Перед ним стояла чашка с цветочным узором, в ней дымилась ароматная жидкость. Он прижал пальцы к вискам и закрыл глаза: «Так много мыслей! Так много идей! Но я не успеваю за ними. Надо записывать, а то память уже не та. Так много нужно сделать. Да, как оно там… Новый источник энергии, как раз такой, о каком все мечтают, – экологичный и дешевый… Нет! Не дешевый, бесплатный! Я даже сделал кое-какие наброски. Кстати, где они?.. Ну да ладно, найдутся еще».
Он открыл глаза, глотнул из чашки. Ослабил узел галстука и с сожалением вздохнул: «Время так быстро идет. Сколько уже прошло от начала мира? Я не помню. Как жаль, что я не могу воскликнуть «О боже! Как я устал!». Это освежило бы меня, но мне некому пожаловаться».

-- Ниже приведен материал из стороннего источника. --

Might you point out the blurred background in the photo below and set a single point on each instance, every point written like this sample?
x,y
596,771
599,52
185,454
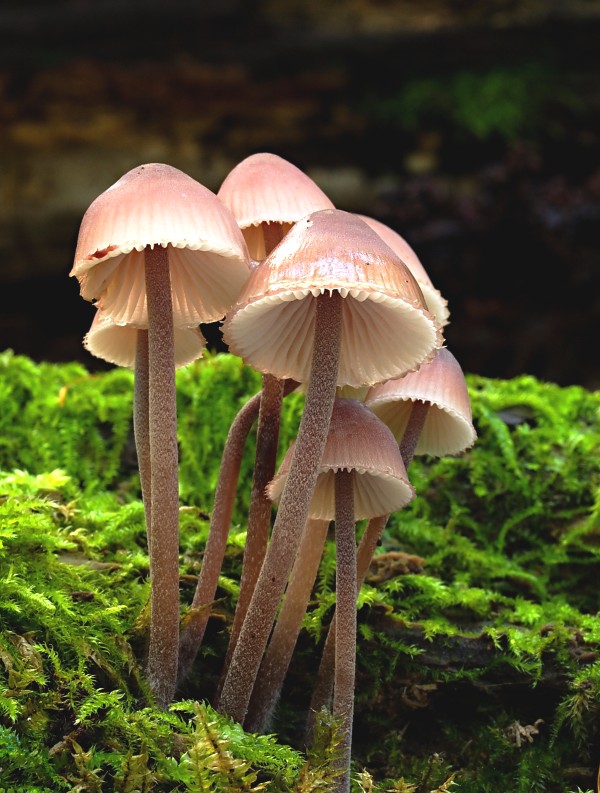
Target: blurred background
x,y
472,128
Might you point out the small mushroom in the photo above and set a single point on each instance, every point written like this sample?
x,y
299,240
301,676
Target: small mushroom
x,y
428,412
267,195
360,443
332,305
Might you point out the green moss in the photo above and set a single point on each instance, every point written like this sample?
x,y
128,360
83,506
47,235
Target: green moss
x,y
481,673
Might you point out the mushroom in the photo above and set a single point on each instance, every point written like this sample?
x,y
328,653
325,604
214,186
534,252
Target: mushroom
x,y
428,412
267,195
214,552
331,305
127,346
437,304
440,387
357,442
158,250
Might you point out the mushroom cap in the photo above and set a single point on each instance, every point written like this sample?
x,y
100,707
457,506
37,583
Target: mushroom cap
x,y
265,188
437,304
448,427
117,343
156,204
357,441
386,330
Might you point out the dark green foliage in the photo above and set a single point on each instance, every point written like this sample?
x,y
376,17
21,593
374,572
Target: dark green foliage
x,y
480,674
508,102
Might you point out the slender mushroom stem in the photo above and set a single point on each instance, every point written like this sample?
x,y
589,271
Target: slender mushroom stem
x,y
141,428
412,432
289,621
214,551
220,521
345,637
293,508
164,485
259,514
321,696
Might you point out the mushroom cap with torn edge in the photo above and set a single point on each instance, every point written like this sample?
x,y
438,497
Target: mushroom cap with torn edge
x,y
156,204
386,330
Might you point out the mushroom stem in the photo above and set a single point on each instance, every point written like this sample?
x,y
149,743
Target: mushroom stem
x,y
293,508
289,621
141,429
412,432
259,515
220,521
321,696
164,485
214,551
345,637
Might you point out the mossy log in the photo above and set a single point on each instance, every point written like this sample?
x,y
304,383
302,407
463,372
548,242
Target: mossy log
x,y
477,667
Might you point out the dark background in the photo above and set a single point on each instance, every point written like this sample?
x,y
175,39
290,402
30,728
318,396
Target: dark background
x,y
471,128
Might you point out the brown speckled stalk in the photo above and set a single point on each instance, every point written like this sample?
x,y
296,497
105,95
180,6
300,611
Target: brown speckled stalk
x,y
277,658
412,432
321,696
141,428
164,534
345,637
293,509
214,551
259,515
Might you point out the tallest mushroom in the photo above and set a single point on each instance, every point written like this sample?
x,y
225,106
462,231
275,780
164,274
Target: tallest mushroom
x,y
158,250
332,305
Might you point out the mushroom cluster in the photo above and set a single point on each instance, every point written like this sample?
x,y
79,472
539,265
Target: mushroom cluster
x,y
312,297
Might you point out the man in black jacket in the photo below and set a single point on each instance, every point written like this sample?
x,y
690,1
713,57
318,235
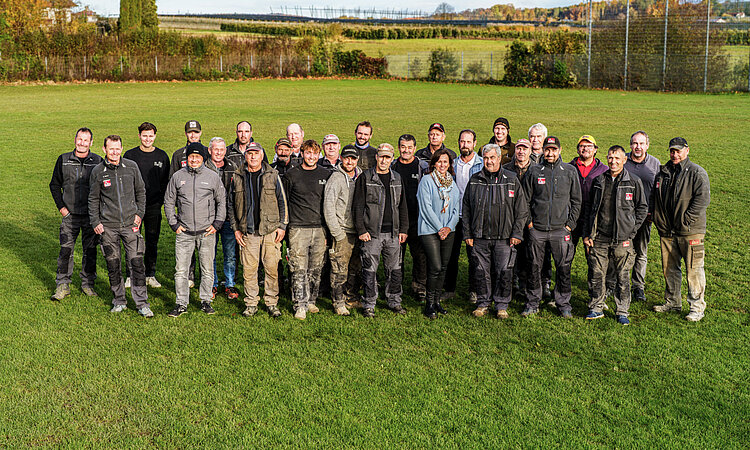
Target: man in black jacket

За окном было солнечно, на подоконнике ворковали голуби и с любопытством заглядывали в полумрак офиса. Он отвернулся, чтобы не отвлекаться: «Потом надо создать лекарство от рака. Да, просто необходимо. Мне больно смотреть на то, что было создано как благо, что казалось идеальным инструментом для чистки генетических ошибок. Но… не срослось. Увы, команда медиков занята сейчас проблемой вечной молодости. Что поделать, народу важнее вечная молодость. Если верить опросам общественного мнения».
Голуби с шумом вспорхнули и улетели. «Что-то еще… Крутится в голове… ах да! Уже давно в листе ожидания счастье – такой механический нейтрализатор скорби, простейший приборчик типа маятника, чтобы у всех всё было хорошо. Но сколько препятствий на моем пути, сколько бюрократии: всё нужно начертить, оформить, согласовать…»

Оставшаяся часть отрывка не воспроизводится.